Many common wrist injuries occur due to a fall onto an outstretched hand.
This mechanism can cause numerous injuries, including fractures, ligament sprains and cartilage injuries.
One of the most critical types of injuries to diagnose is a scaphoid fracture. Scaphoid injuries make up 15% of acute wrist injuries and 60% of all carpal fractures.
These can be difficult to differentiate from a distal radius fracture but are essential to diagnose due to the possible severe implications of a missed diagnosis!
What is a scaphoid fracture?
The scaphoid bone is the foundation of the wrist. A scaphoid fracture occurs when the scaphoid bone, one of the eight carpal bones in the wrist, breaks. The scaphoid is the most frequently fractured carpal bone. The scaphoid is the largest bone in the proximal row of carpal bones and forms the radial portion of the carpal tunnel. The scaphoid has a poor blood supply even without injury. Therefore, they can result in avascular necrosis if not managed appropriately with a specific immobilising cast or splint. In this condition, the bone does not receive enough blood to heal correctly, resulting in non-union and possible death of the fractured areas of bone.
Numerous ligaments attach to the scaphoid bone to provide intrinsic support for the wrist. A scaphoid fracture can also cause damage to these ligaments, which can cause scapholunate instability or dissociation.
This can result in long-term wrist instability, loss of range and strength and decreased function without appropriate treatment.
3 Types of scaphoid fractures
The scaphoid can be fractured in three places: at the distal pole, waist, or proximal pole.
The most common type of scaphoid fracture is a scaphoid fracture at the waist, which occurs approximately 70% of the time. This is because most of the force from a fall accumulates at the centre of the scaphoid, causing it to fracture most frequently here.
Common symptoms of a scaphoid fracture
Pain in the wrist and tenderness just below the thumb are common symptoms of a fresh fracture of the scaphoid bone. Swelling around the wrist is also possible. Blood from the fractured bone fills the wrist joint, causing swelling.
The symptoms of scaphoid bone non-union are more subtle. When you use your wrist, you may experience pain. However, the discomfort may be minimal. Doctors frequently see scaphoid bone non-union on X-rays when the patient has no memory of an injury.

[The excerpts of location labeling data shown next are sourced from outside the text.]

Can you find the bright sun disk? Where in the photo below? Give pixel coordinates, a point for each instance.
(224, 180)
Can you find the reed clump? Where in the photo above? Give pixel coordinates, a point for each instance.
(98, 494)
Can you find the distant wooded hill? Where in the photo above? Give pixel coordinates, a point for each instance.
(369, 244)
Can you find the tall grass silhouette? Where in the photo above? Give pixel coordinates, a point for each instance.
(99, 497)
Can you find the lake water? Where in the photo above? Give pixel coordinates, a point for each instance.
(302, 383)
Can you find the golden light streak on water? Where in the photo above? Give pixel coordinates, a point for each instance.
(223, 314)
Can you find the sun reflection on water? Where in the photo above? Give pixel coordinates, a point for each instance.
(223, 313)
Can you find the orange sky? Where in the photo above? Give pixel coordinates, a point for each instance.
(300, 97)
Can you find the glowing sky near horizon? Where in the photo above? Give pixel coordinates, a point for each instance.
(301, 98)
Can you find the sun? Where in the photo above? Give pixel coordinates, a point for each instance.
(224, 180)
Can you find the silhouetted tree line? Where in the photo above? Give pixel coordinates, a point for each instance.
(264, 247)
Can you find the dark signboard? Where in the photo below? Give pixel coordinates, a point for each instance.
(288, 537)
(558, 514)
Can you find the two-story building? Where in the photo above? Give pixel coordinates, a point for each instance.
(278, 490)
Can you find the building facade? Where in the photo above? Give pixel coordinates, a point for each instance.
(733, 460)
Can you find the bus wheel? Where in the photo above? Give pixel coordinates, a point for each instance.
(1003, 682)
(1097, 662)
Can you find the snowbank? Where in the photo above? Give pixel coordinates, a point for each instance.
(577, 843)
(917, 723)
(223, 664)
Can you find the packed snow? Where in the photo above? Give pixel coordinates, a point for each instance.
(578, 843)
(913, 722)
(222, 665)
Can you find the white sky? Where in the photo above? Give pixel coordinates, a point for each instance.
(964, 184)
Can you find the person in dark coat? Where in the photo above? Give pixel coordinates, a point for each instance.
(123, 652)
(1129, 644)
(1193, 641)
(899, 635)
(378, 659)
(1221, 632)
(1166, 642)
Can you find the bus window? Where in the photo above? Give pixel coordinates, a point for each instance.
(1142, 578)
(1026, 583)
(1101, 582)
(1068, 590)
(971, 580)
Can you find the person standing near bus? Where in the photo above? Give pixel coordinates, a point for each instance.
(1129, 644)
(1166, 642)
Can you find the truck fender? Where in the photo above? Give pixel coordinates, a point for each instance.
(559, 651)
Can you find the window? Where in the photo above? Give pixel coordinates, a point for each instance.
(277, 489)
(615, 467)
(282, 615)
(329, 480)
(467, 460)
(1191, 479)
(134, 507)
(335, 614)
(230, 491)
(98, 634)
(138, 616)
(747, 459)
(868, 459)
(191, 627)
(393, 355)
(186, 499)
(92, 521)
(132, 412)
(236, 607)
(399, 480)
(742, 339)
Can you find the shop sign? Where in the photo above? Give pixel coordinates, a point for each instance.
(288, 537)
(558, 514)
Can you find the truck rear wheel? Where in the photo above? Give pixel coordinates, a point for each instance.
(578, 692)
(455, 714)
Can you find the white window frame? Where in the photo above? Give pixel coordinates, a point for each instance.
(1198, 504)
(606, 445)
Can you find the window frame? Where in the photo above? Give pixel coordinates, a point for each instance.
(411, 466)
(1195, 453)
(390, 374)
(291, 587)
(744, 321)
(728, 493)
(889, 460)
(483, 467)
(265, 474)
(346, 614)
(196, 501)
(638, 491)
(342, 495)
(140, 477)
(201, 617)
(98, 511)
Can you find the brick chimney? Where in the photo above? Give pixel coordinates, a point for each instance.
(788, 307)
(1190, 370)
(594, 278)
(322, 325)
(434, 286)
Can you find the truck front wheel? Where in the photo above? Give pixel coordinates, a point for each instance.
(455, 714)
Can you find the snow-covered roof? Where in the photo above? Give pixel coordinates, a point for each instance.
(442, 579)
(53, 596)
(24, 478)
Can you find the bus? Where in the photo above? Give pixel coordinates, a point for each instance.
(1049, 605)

These people most likely sustained a wrist injury years ago that they mistook for a simple sprain. However, a gradual increase in pain is the most common symptom of a non-union. Non-union can cause degenerative arthritis in the wrist joint over time.
Physiotherapy treatment for scaphoid fractures
Physiotherapists use specific clinical tests to determine if a scaphoid fracture has occurred, such as palpation of the scaphoid and the scaphoid compression test. If a scaphoid fracture is a potential diagnosis, a referral will be made for a X-Ray or CT scan to confirm the injury.
Management can be non-surgical or surgical. Non-surgical management is used for stable scaphoid fractures and involves cast immobilisation using a short-arm cast. Surgical management is typically only required for unstable and displaced fractures and involves the insertion of a screw or pin to stabilise the fractured area.
If you have a scaphoid fracture, you can benefit from physiotherapy by:
- Cast or splint: Your physiotherapist can fit you with a plaster cast or a thermoplastic splint.
- Rehabilitation: After your cast is removed or after surgery.
- Exercise: Your physiotherapist will be able to provide you with individually designed exercises to help you regain full movement and wrist strength.
- Mobilisation and soft tissue techniques: If you have had limited movement due to a cast or splint during this time, mobilisation and soft tissue techniques will be required.
Final thoughts on physiotherapy for scaphoid fractures
Scaphoid fractures are frequently misdiagnosed as simple wrist sprains at first.
Since the risks of non-union are high (14% to 50% if displaced), this misdiagnosis can result in increased morbidity for the patient.
If untreated, arthritis, deformity, decreased grip strength and range of motion, and instability can develop within five years, resulting in significant disability.
Since these injuries frequently occur in young, active patients, the morbidity and cost implications of disability are significant.